Boeing has received approval for the return of its 737 Max jets to commercial service.
The Federal Aviation Administration announced its decision late Wednesday to lift the grounding order and clear the jets for use.
The approval comes 20 months after the jets' forced grounding following two crashes that killed 346 passengers and crew. The administration said it had rescinded the grounding order.
"The Federal Aviation Administration's directive is an important milestone. We will continue to work with regulators around the world and our customers to return the airplane back into service worldwide," Boeing's chief executive officer of commercial airplanes Stan Deal said in a statement.
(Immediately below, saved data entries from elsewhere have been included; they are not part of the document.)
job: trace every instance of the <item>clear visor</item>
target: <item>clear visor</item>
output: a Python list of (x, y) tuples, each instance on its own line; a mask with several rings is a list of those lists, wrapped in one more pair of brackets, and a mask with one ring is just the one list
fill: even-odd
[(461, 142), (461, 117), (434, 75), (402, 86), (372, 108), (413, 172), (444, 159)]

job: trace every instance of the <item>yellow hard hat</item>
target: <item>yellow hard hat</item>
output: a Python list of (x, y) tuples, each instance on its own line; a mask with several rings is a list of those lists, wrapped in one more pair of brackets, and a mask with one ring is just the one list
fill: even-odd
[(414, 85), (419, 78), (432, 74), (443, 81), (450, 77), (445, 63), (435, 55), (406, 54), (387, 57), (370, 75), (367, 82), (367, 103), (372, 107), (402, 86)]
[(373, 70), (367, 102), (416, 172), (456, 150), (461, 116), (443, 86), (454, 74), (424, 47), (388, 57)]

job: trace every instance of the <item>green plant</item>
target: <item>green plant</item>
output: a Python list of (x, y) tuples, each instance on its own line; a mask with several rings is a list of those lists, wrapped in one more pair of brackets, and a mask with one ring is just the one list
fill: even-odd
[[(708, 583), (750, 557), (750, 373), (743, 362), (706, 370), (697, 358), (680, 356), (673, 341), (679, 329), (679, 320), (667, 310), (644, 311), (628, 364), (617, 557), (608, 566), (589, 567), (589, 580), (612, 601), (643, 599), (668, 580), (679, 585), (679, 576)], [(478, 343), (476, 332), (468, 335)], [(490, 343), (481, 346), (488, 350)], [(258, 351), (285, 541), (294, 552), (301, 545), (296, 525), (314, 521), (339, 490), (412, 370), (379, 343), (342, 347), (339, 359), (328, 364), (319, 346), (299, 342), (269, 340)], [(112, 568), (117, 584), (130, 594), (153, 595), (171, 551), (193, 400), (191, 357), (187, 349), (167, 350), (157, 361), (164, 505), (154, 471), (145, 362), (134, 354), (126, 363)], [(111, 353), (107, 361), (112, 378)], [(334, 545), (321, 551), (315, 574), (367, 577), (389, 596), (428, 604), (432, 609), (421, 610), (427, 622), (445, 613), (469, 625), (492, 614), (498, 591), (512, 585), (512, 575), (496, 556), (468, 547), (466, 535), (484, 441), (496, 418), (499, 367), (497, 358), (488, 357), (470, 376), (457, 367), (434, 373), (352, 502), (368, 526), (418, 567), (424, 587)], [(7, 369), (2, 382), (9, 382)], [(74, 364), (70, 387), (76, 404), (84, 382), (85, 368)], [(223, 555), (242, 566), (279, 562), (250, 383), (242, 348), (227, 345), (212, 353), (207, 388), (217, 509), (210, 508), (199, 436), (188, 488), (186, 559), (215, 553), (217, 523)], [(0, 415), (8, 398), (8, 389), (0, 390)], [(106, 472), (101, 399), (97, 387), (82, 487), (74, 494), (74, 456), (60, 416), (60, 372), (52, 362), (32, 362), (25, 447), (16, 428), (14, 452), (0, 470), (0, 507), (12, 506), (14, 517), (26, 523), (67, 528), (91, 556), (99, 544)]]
Last week, the administration said that it was in the final stages of reviewing the design changes and fixes to the 737 Max Jets. Federal Aviation administrator Steve Dickson said he would only lift the grounding order if all safety experts were convinced the jets meet all certification standards.
The administration is also approving the delivery of newly built 737 Max aircraft to customers. The new jets will have all the design changes and fixes preinstalled. The administration added that all new jets would need to pass its certification process and each will need to have its own airworthiness certificate before being shipped.
Boeing said that all pilots would need new training to become familiar with the design changes. The company and the administration plan to release a new airworthiness directive within the week.
Since the jets were grounded, the administration and other international aviation regulators have scrutinized the company's operations and the jet's systems. Months of congressional hearings in the U.S. were held to identify the cause of the crashes.
Boeing was criticized for lax safety protocols and the administration was also blamed for allowing these issues to go unnoticed. Boeing fired its CEO and developed fixes for the autopilot systems.